The report provides a high-level summary of your compliance status for the selected standard based on Microsoft Defender for Cloud assessments data. The report is organized according to the controls of that standard. The report can be shared with relevant stakeholders and might provide evidence to internal and external auditors.
Alerts in Microsoft Defender for Cloud
Microsoft Defender for Cloud automatically collects, analyzes, and integrates log data from your Azure resources. A list of prioritized security alerts is shown in Microsoft Defender for Cloud along with the information you need to quickly investigate the problem and steps to take to remediate an attack.

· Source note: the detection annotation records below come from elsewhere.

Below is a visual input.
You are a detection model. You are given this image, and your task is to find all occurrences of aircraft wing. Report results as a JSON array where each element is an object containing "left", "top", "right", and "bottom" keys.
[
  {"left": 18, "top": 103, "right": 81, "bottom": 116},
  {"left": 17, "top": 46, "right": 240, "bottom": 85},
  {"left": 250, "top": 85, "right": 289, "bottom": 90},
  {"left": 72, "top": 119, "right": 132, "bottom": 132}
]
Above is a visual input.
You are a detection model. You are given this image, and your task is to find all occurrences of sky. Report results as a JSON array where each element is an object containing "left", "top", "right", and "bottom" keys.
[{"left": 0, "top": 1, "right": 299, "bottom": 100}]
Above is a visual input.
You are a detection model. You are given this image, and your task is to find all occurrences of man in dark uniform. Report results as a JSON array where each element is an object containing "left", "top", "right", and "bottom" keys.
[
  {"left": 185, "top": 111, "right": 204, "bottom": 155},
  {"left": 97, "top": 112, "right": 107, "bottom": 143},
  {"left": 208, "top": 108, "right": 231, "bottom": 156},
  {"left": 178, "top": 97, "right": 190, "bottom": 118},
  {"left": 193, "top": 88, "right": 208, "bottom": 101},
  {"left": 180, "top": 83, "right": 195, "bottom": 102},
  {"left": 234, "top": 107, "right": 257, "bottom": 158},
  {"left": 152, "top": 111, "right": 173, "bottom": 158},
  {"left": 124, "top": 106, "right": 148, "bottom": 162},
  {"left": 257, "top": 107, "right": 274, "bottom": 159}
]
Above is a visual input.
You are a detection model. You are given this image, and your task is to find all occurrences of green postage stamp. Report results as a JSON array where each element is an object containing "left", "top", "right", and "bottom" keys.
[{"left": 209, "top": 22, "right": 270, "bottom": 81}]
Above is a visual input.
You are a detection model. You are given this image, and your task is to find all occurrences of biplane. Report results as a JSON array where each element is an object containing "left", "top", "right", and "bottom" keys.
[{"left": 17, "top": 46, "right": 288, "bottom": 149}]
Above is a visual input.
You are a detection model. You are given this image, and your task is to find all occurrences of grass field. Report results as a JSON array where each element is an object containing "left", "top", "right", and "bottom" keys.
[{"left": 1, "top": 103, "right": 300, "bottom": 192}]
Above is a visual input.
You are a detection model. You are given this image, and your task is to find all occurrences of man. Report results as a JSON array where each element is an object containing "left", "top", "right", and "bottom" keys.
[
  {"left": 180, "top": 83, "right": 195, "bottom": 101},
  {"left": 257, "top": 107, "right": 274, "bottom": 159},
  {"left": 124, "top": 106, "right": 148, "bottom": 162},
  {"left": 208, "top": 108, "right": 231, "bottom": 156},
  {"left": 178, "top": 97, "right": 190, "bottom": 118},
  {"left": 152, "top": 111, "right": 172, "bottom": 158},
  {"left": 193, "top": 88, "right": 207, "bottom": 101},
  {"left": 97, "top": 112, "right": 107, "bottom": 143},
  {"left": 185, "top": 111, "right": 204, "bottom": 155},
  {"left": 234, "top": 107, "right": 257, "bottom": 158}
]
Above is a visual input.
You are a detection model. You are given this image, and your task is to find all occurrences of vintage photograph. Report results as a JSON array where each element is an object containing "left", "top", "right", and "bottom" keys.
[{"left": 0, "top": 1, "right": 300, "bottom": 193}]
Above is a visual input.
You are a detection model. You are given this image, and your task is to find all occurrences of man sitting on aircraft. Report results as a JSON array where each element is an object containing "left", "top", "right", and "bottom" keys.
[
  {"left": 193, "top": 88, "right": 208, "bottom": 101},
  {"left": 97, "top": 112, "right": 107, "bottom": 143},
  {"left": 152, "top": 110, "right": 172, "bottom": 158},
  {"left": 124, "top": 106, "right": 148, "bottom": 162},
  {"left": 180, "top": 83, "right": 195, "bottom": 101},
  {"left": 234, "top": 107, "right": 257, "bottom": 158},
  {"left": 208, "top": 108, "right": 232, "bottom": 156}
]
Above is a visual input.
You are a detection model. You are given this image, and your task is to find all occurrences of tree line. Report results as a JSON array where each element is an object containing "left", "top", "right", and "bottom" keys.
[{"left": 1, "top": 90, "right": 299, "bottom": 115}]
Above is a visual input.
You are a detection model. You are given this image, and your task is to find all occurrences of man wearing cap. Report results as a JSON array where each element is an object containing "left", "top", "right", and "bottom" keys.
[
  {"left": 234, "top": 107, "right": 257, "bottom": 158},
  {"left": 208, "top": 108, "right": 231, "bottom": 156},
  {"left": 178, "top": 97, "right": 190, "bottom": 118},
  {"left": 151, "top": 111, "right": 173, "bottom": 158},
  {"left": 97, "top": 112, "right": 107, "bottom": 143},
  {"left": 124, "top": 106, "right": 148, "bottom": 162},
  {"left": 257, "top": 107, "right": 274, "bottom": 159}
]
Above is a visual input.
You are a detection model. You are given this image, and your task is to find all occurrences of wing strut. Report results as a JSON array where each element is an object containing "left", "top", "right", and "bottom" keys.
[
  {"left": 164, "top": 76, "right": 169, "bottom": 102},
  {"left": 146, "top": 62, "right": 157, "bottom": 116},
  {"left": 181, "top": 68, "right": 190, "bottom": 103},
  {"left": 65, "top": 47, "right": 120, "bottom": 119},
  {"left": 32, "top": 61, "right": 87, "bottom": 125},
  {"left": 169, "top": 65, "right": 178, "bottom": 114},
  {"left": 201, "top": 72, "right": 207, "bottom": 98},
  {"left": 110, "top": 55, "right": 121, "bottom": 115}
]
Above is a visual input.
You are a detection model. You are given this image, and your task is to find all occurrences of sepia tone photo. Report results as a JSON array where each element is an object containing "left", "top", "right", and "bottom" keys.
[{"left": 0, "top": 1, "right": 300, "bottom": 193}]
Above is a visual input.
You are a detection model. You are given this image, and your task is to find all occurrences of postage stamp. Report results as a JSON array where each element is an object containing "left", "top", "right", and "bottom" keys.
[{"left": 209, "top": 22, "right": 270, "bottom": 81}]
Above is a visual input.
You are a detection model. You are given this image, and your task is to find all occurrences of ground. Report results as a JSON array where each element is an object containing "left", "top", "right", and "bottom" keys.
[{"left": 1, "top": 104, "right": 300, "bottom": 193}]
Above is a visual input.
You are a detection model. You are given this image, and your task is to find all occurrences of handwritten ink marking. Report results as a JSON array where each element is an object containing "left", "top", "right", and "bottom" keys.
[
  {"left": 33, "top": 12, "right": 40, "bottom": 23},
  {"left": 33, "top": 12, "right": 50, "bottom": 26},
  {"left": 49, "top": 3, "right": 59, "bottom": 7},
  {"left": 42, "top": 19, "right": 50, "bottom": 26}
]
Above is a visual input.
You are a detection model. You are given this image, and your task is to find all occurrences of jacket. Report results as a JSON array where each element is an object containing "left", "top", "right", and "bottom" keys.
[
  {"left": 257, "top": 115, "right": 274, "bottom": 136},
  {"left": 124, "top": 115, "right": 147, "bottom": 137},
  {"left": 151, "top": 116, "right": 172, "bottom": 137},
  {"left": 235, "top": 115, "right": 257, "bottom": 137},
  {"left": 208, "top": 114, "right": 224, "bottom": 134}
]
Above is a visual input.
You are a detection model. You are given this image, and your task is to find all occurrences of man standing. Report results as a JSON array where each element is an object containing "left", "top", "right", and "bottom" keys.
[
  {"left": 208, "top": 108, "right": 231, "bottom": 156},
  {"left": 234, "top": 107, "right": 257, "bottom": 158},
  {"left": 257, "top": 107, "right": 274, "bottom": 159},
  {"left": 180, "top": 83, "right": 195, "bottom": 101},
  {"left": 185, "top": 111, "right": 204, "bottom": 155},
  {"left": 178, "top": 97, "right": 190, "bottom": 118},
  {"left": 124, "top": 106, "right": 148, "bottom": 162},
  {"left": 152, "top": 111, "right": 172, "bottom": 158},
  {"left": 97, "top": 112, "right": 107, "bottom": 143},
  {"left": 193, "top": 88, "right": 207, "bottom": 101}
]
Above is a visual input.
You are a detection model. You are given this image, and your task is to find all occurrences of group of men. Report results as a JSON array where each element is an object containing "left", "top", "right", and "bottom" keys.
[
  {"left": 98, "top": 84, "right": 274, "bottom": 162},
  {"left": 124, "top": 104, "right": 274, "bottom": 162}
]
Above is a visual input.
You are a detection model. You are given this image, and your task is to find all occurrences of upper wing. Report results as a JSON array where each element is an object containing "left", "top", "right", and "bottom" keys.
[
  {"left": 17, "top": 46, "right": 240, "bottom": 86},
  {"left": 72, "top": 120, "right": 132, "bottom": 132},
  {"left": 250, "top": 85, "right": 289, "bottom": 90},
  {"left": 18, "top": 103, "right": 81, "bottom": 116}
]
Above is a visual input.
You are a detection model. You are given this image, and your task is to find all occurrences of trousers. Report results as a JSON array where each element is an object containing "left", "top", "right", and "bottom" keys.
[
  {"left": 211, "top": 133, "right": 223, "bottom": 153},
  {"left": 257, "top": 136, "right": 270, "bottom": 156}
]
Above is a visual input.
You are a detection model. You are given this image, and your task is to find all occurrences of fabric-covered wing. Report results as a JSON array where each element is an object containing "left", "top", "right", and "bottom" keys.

Manage your security alerts
The Microsoft Defender for Cloud overview page shows the Security alerts tile at the top of the page, and as a link from the sidebar.
The security alerts page shows the active alerts. You can sort the list by Severity, Alert title, Affected resource, Activity start time. MITRE ATTACK tactics, and status.
To filter the alerts list, select any of the relevant filters.
The list updates according to the filtering options. Filtering can be helpful. For example, you might want to address security alerts that occurred in the last 24 hours because you're investigating a potential breach in the system.
Respond to security alerts
From the Security alerts list, select an alert. A side pane opens and shows a description of the alert and all the affected resources.
View full details displays further information.
The left pane of the security alert page shows high-level information regarding the security alert: title, severity, status, activity time, description of the suspicious activity, and the affected resource. Use the resource tags to determine the organizational context of the resource.
The right pane includes the Alert details tab containing further details of the alert to help you investigate the issue: IP addresses, files, processes, and more.
Also in the right pane is the Take action tab. Use this tab to take further actions regarding the security alert. Actions such as:
- Mitigate the threat. Provides manual remediation steps for this security alert.
- Prevent future attacks. Provides security recommendations to help reduce the attack surface, increase security posture, and thus prevent future attacks.
- Trigger automated response. Provides the option to trigger a logic app as a response to this security alert.
- Suppress similar alerts. Provides the option to suppress future alerts with similar characteristics if the alert isn’t relevant for your organization.